Why does it need to sum over the 128 dimensions?

In the lecture of Face Verification and Binary Classification, the loss function is presented below:

Since f(x) is just the 120 dimension vector of an image’s encoding, in computing the difference of two vectors, why does it need to sum over K? Can it just be f(x_i) - f(x_j), i.e. one vector minus another vector? Or cosine is used here?

If you take the difference of two vectors with 128 elements, then the result is also a vector with 128 elements, right? But note that what they are showing above is not a loss function: it is generating a binary prediction value \hat{y}. The loss will come from comparing \hat{y} to the labels.

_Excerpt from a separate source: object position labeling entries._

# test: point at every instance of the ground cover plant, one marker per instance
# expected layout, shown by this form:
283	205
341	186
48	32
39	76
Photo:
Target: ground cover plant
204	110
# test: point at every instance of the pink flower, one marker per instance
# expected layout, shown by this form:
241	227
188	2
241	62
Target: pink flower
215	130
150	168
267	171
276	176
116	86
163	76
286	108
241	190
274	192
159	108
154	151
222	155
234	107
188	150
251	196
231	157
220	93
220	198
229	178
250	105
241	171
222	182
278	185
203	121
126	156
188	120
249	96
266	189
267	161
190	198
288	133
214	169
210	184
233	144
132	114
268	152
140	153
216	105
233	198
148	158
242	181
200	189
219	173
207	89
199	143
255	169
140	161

The point is that they are taking the “embedding” vectors produced from the input face images and then learning a function that can do a good job of mapping the differences in the various elements of the embeddings into a “yes/no” answer to the question “are these input images of the same person’s face”. That answer is a scalar, so you need to do an operation that converts the 128 entry vectors into a scalar. The operation they have chosen for that in this particular case is shown above.

There are other alternatives of course: e.g. they could have just taken the 2-norm of the difference vector. Please listen again to what Prof Ng says in the lectures to understand more about the tradeoffs here.

Also note that there’s a reading item before that lecture that gives a correction: the coefficients on that linear combination should be w_k, not w_i.

Yes, simply doing a vector subtraction is going to be another vector!